The Artist is a love letter and homage to classic black-and-white silent films. The film is enormously likable and is anchored by a charming performance from Jean Dujardin, as silent movie star George Valentin. In late-1920s Hollywood, as Valentin wonders if the arrival of talking pictures will cause him to fade into oblivion, he makes an intense connection with Peppy Miller, a young dancer set for a big break. As one career declines, another flourishes, and by channeling elements of A Star Is Born and Singing in the Rain, The Artist tells the engaging story with humor, melodrama, romance, and--most importantly--silence. As wonderful as the performances by Dujardin and Bérénice Bejo (Miller) are, the real star of The Artist is cinematographer Guillaume Schiffman. Visually, the film is stunning. Crisp and beautifully contrasted, each frame is so wonderfully constructed that this sweet and unique little movie is transformed from entertaining fluff to a profound cinematic achievement. --Kira Canny

Product Description

Hollywood 1927. George Valentin (Jean Dujardin) is a silent movie superstar. The advent of the talkies will sound the death knell for his career and see him fall into oblivion. For young extra Peppy Miller (Berenice Bejo), it seems the sky's the limit - major movie stardom awaits. The Artist tells the story of their interlinked destinies.

Customer Reviews

Most Helpful Customer Reviews
120 of 128 people found the following review helpful
5.0 out of 5 stars Magnificent...just magnificent November 14, 2011
The Artist had quite the reputation going for it before it debuted at the Cinema Arts Festival in Houston, Texas. Early reviews were already very positive and many Houston critics were talking about how much they were anticipating getting the chance to see it. I purposely went in blind and only found out just moments before I entered the theater that it was a silent film and was not only shot in but would be presented in the now practically ancient 1.33:1 aspect ratio. A black and white silent feature film made in modern times; what's not to like about that? Truth be told, nothing can really prepare you for how extraordinary The Artist really is.

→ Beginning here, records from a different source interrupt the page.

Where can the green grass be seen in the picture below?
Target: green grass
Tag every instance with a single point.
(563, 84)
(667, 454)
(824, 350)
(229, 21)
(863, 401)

George Valentin (Jean Dujardin) is the king of silent movies in Hollywood in 1927. Audiences just adore everything George is a part of. Along comes Peppy Miller (Bérénice Bejo) who you just know is going to be a huge star some day. George and Peppy work together on one film as George not only takes her under his wing, but an undeniable spark develops between the two. Over the course of the next few years, silent movies fade into obscurity as talking pictures or "talkies" explode onto the scene. George finds himself struggling for not only work, but a purpose to live as Peppy becomes the next big thing overnight.

The Artist is funny and charming right out the gate. Jean Dujardin really plays to the crowd and appears to love nothing more than catering to the people who come to see his films. George's dog Jack might be the biggest form of comic relief in the film. The way he plays dead and covers his head with his paws are always both presented in a way that is fresh and laugh out loud funny each and every time they're utilized.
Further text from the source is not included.